On 9 February 2012, Steinsaltz was honored by Israeli President Shimon Peres with Israel's first President's Prize for his scholarship in Talmud.

The Jewish Book Council named the Koren Talmud Bavli with commentary, translation, and notes by Rabbi Adin Steinsaltz, a 2012 National Jewish Book Award winner in the category of Modern Jewish Thought and Experience.

Academic criticism

Jacob Neusner's How Adin Steinsaltz Misrepresents the Talmud. Four False Propositions from his "Reference Guide" (1998) displays strong disagreement.

Talmudic researcher and lecturer Aharon Feldman penned a lengthy critical review of the Steinsaltz Talmud. Among many criticisms, he writes, "Specifically, the work is marred by an extraordinary number of inaccuracies stemming primarily from misreadings of the sources; it fails to explain those difficult passages which the reader would expect it to explain; and it confuses him with notes which are often irrelevant, incomprehensible, and contradictory." Feldman says he fears that, "An intelligent student utilizing the Steinsaltz Talmud as his personal instructor might in fact conclude that Talmud in general is not supposed to make sense." Furthermore, writes Feldman, the Steinsaltz Talmud gives off the impression that the Talmud is intellectually flabby, inconsistent, and often trivial.

Reception In the Haredi community

Steinsaltzs' works aroused fierce opposition in parts of the Orthodox Jewish world, with many leading rabbis such as Elazar Shach, Yosef Shalom Eliashiv, and Eliezer Waldenberg harshly condemning his Talmud and other books.

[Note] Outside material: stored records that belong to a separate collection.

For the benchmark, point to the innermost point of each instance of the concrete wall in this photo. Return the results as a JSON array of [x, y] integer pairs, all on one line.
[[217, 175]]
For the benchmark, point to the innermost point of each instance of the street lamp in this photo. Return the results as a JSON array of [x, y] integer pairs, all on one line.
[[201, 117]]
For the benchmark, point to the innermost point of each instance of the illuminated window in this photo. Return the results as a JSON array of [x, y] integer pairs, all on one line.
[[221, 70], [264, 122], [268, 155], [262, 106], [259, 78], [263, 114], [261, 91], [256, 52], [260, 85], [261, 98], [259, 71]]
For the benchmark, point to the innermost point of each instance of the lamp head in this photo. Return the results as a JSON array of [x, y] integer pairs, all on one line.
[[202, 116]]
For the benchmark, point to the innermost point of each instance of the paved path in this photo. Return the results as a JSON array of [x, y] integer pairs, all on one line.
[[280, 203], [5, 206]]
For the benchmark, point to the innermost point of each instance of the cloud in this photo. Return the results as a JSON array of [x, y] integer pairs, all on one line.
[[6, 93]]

Waldenberg wrote that that when the Steinsaltz Talmud was brought before him, he was "shocked" to see the way in which the Steinsaltz Talmud described the Patriarchs and Talmudic sages, as well as it's approach to the Oral Torah. Waldenberg further wrote that the Steinsaltz Talmud had the power to "poision the souls" of those who read it. Mordechai Gifter delivered a pointed lecture on the subject, criticizing Steinsaltz and his defenders in strong terms.